Wie geht es zum Beispiel denjenigen, die bis anhin in den Ziegelfabriken unter misslichsten Bedingungen geschuftet und durch die Ausgangssperre es nicht mehr geschafft haben, nach Hause zu reisen? Wie hunderttausend weitere Tagelöhner haben auch sie von heute auf morgen ihren Job und ihre bescheidenen Einnahmen verloren und wurden von der Fabrik abgeschoben. Wohin sollen sie gehen? Von was sollen sie sich ernähren, wenn alle Läden und Märkte geschlossen sind und sie nicht einmal Geld haben?

Anstieg von Vergewaltigungen und Frauen in der Prostitution

Stephen Adhikari*, CSI-Partner vor Ort, erlebt das Elend Tag für Tag mit: «Es gibt Tausende von armen Menschen, die auf den Strassen ausharren, nicht wissen wohin,  hungrig sind, weinen und betteln. Es  geht mir sehr nahe, wenn ich sie sehe und höre. Ich habe unendliches Mitleid mit ihnen. Ich habe mit ihnen geweint, als ich sie besuchte. Ich gehe auf die Strasse und treffe sie an. Ich kann nur für sie beten, weil ich keine finanziellen Mittel habe, um sie alle mit Lebensmitteln zu versorgen.»
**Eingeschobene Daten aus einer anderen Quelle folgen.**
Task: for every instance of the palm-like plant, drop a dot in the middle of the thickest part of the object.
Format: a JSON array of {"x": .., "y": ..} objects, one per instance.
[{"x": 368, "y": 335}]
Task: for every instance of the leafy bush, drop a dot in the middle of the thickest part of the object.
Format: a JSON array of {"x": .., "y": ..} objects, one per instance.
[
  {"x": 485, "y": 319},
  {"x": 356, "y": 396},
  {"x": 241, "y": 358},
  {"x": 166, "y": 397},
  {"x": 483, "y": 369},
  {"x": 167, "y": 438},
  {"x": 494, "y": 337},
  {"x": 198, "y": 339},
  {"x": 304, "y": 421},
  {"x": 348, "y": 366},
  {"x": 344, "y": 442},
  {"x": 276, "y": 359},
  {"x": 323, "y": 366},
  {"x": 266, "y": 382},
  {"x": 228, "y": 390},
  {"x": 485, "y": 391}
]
Ein weiteres trauriges Phänomen sei der Anstieg von Vergewaltigungen und Frauen in der Prostitution. «Trotz den Ausgangssperren nimmt die Zahl immer mehr zu. Frauen sehen oft nur noch diesen traurigen Weg, durch Prostitution ihre Kinder ernähren zu können.»

Landesweit sterben immer mehr Menschen an Hunger, allem voran Kranke, ältere Leute und Kinder. Auch über Fälle von Selbstmorden aus tiefster Verzweiflung heraus und Morden, um an Essen zu gelangen, wird  immer mehr berichtet. Der Staat verteilt zwar Lebensmittelpakete. Doch dies geschieht selektiv, da zu wenig vorhanden ist. Ausgegrenzt werden primär Menschen, die sich in einem anderen Distrikt als an jenem  ihres Wohnorts aufhalten.

Auch religiöse Minderheiten werden stark benachteiligt. «Es gibt viele Pastoren, die momentan kein Gehalt von ihren Kirchenmitgliedern erhalten, weil diese selber um das tägliche Überleben kämpfen müssen. Dass sie dann auch noch von den dringend benötigten staatlichen Hilfen nichts erhalten, ist sehr schmerzlich», berichtet Stephen.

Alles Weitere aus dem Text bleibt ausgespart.